2. Question Structure
Each question follows a simple and intuitive JSON-based design:
- Question content – text, input type, UI behavior
- Conditions array – rules determining if the question should be shown
- Processes – post-answer actions for:
- Data reporting
- Smart validation and alerts
This structure is deliberately minimal, making it easy to maintain even for non-technical survey designers.
Conditional Logic Made Simple
The conditions system supports two logical combinations:
- All conditions (AND logic) – every condition must be true
- Any conditions (OR logic) – at least one condition must be true
When the surveyor reaches a question:
- The engine evaluates its conditions
- If true, the question appears
- If false, the question is skipped
- The engine advances to the next question automatically
This approach supports complex skip patterns and ensures a natural, context-aware flow.
Smart Data Validation
To improve data accuracy, the application runs a dual-process validation pipeline after every answer.
1. Reporting Process
This process assigns values to internal identifiers – what we call bank codes.
These stored values can then be referenced by future conditions, enabling multi-step dynamic logic.
2. Alerting Process
The app actively checks for unusual responses and immediately prompts the surveyor to reassess.

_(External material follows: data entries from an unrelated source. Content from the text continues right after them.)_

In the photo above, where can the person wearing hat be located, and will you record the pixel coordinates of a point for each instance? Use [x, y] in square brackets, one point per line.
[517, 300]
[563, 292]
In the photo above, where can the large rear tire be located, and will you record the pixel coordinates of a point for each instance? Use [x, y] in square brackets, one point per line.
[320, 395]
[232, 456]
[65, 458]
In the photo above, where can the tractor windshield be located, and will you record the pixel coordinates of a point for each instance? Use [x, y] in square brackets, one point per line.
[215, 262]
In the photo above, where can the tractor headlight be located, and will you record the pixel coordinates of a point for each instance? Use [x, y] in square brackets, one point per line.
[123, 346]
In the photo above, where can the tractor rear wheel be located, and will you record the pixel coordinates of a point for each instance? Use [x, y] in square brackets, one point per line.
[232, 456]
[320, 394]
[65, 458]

Examples of alerts include:
- A household marked with 0 bathrooms
- A residential home with no kitchen
- Responses falling outside expected real-world ranges
This real-time feedback helps prevent errors before the data even leaves the field.
Why This Approach Works
✔ Simplicity
The array-based JSON structure is easy to understand, modify, and visualize—no complex flowchart tools needed.
✔ Flexibility
Boolean expressions enable highly advanced survey logic while remaining lightweight and fast.
✔ Reliability
Because everything is stored and processed locally, the app works flawlessly even without internet access.
✔ Data Quality
Immediate alerts catch inaccurate entries at the moment they occur, dramatically improving overall data integrity.
Technical Implementation
- Language: Swift
- Platform: iOS (iPad-optimized)
- Storage: Local database for offline operation
- Logic: JSON-based rule engine fully separate from application code
Survey logic updates require no app update – just replace the JSON configuration.

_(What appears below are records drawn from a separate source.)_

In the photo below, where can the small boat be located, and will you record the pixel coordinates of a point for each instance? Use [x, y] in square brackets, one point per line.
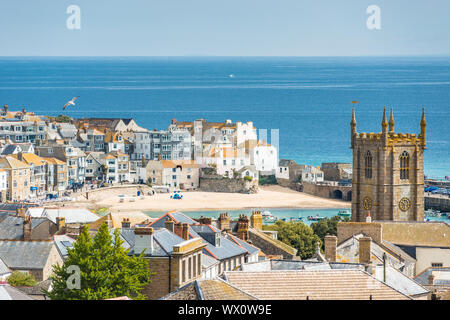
[267, 215]
[316, 218]
[344, 213]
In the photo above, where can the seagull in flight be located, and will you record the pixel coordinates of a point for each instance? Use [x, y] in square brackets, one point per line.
[71, 102]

Managing Large-Scale Surveys (600+ Questions)
When our survey expanded to nearly 600 questions, a single JSON file became impossible to maintain. Updating or testing such a large configuration was inefficient and error-prone.

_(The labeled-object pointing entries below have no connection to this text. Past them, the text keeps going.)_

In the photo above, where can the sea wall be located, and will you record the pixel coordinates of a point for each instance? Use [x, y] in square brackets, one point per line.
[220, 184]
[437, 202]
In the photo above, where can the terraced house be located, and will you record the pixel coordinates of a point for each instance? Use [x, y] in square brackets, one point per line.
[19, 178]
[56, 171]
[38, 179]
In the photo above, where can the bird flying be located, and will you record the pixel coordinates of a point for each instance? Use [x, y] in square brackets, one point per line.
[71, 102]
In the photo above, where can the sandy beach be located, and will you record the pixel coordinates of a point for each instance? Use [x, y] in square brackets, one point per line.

Our Solution: Modular JSON Architecture
We broke the survey into multiple logical sections, each in its own JSON file:
- demographics.json
- household_characteristics.json
- amenities.json
- economic_activities.json and more
Benefits of Modularization
1. Section-Level Testing
Each section could be validated independently.
If we changed the demographics section, we only retested those ~50 questions, not the entire survey.
2. Collaboration-Friendly
Multiple team members could work on different sections without conflicts.
3. Safe Updates
Changes to one file couldn’t accidentally break logic in another section.
4. Meaningful Version Control
Git diffs became clear and focused:
Instead of “600 lines changed,” we saw “demographics updated with new age brackets.”
Deployment Process
Before deploying to field devices, we built an automated process to ensure quality.
Our build script:
- Validates each JSON section for syntax and schema accuracy
- Runs automated logic tests on conditions within each section
- Combines all sections into a single master survey JSON
- Bundles the final configuration with the iOS app
This approach gives us modular development with unified runtime behavior – the best of both worlds.
Conclusion
This project demonstrates that complex, dynamic surveys don’t require cloud dependence or heavy infrastructure. By combining:
- A clean, JSON-driven rule engine
- Local data storage
- Modular survey design
- Smart real-time validation
We created a reliable survey application that works anywhere – offline, online, urban, or remote.